Para bem compreender o alcance do conceito de amae, sigamos a descrição que, nesse espírito, faz Kawai dos princípios “mãe” e “pai”:
“A função do princípio “mãe” é a de abraçar. 
Ela abraça cada coisa boa ou má, e segundo esse princípio toda coisa é absolutamente igual.
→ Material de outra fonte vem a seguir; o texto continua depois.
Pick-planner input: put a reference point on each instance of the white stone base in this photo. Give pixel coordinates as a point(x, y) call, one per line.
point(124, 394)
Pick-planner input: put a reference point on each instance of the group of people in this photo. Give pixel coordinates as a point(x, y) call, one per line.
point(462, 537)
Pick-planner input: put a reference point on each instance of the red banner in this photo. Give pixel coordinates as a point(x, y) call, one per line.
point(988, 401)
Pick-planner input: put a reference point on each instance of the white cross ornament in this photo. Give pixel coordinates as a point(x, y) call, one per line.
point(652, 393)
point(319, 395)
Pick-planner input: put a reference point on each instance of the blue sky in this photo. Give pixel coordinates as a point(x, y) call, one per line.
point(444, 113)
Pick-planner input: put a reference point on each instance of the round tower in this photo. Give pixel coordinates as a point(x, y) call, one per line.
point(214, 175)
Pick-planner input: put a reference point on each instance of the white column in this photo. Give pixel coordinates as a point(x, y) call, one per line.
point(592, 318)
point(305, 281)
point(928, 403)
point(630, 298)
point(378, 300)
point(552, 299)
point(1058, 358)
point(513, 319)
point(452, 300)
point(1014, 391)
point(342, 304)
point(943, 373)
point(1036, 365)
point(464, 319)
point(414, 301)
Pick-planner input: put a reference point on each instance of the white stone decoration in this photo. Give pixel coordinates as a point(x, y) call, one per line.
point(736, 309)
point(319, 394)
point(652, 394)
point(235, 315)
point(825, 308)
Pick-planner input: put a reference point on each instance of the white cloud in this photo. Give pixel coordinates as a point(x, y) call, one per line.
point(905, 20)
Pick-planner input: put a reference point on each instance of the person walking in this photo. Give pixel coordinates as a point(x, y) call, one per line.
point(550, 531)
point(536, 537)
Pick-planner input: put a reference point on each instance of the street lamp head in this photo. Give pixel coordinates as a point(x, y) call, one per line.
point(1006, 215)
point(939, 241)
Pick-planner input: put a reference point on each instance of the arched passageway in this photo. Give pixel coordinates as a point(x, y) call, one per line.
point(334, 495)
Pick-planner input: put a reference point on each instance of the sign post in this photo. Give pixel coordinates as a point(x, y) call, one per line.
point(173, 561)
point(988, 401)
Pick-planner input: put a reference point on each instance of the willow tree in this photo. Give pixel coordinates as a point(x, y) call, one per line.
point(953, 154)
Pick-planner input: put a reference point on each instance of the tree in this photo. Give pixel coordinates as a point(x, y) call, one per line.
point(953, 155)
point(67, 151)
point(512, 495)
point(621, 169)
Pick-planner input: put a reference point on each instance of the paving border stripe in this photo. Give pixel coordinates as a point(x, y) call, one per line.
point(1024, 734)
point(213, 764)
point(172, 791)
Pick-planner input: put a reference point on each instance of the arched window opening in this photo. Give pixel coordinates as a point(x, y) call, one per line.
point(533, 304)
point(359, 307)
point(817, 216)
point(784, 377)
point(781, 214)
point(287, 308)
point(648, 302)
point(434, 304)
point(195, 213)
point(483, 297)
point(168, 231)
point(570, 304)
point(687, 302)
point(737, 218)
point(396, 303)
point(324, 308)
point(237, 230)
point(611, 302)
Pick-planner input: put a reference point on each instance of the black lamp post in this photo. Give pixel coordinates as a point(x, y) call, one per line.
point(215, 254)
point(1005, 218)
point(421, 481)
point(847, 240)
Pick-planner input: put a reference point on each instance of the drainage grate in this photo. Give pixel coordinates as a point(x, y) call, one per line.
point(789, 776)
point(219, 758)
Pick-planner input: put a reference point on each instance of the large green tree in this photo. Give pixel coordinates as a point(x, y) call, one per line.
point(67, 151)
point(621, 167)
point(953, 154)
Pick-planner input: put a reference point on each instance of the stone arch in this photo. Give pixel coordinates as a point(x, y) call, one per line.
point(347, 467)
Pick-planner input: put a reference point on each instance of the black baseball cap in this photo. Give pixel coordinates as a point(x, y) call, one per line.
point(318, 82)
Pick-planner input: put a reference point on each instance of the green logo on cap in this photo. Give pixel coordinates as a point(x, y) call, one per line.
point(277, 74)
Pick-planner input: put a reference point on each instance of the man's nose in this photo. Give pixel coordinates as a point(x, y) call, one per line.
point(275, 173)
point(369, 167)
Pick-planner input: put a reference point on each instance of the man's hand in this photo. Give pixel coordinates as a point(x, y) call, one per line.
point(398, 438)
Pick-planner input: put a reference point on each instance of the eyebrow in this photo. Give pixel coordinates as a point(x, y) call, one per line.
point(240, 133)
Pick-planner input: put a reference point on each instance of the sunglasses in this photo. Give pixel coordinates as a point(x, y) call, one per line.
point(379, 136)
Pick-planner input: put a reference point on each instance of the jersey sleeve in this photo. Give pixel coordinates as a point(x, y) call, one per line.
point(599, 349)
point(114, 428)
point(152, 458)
Desde que são seus, todos os filhos são igualmente dignos do amor da ‘mãe’, e seu amor nada tem a ver com a personalidade ou a capacidade dos filhos. [...] 
Ao contrário, o princípio ‘pai’ está baseado na função de “separação”: 
toma e separa cada coisa; divide as coisas em ‘sujeito’ e ‘objeto’, bem e mal, em cima e em baixo, etc. 

Em oposição ao princípio ‘mãe’, de acolhimento igual a todos os filhos, o ‘pai’ faz distinção entre os filhos segundo suas capacidades e personalidades. 
No princípio ‘mãe’, todos os filhos são educados segundo a suposição ‘meus filhos são todos bons
filhos’, enquanto no princípio ‘pai’, os filhos são disciplinados segundo a norma:
‘meus filhos são apenas os que são bons’”
Parece, pois, que, se amae pode em geral referir-se aos pais, o conceito se relaciona sobretudo à mãe, que abraça seus filhos, ama-os incondicionalmente, julga-os todos bons filhos, mesmo se reconhece seus erros. 

É isso que Endo chega a propor como “cristão, japonês e escritor”, depois de ter analisado as oposições entre o catolicismo à ocidental e o catolicismo à japonesa: 
Deus é Jesus-mãe.

Há alguns anos, os pesquisadores do Centro de Psicologia da Religião de Leuven demonstraram que os crentes ocidentais conotavam o Deus do cristianismo de um modo complexo: 
sem dúvida como o pai que ordena e sanciona, mas mais ainda como a mãe que acolhe e protege, sendo seu conceito afetivo de Deus o de um Deus que exerce a função pai/mãe;
Os agnósticos privilegiavam as características maternas; 
os descrentes conotavam Deus tipicamente como um pai severo, que rejeitavam; se lhes fosse perguntado que Deus lhes seria conveniente, indicavam um deus com características inteiramente maternas.

Nos livros de Endo descobrimos uma dinâmica psicocultural diferente e específica: 
o Deus cristão que lhe convém é um Deus materno; 
este não suprime o pecado e a culpa, 
mas cobre-os com a incondicionalidade do amor materno e coloca-os no contexto mais geral da existência do mal, de que a mulher e a natureza são, aos olhos de um oriental, o depositário simbólico, da mesma forma como o são do bem. 

Essa percepção é explícita em Rio Profundo. 
Gastão e Otsu, 
homens, e não mulheres,
são testemunhas dessa dinâmica, como pessoas e seus atos. 

Parece, pois, que para Endo, a maneira japonesa de compreender psicologicamente o catolicismo difere da maneira ocidental europeia, na linha de uma percepção materna particular de Deus, elaborada a partir do conceito de amae. 

Seria necessário, conseguir equilibrar melhor a função simbólica do pai, tão essencial nas
fontes escritas e na experiência vivida do cristianismo, com a função simbólica da mãe. 
Dito de outra forma, 
seria necessário conseguir conciliar, no ser cristão e sobretudo católico, dois tipos de percepção: 
  1. a do afeto materno, e portanto da imanência, e 
  2. a da transcendência, que se ajusta bem com o corte introduzido pela função paterna.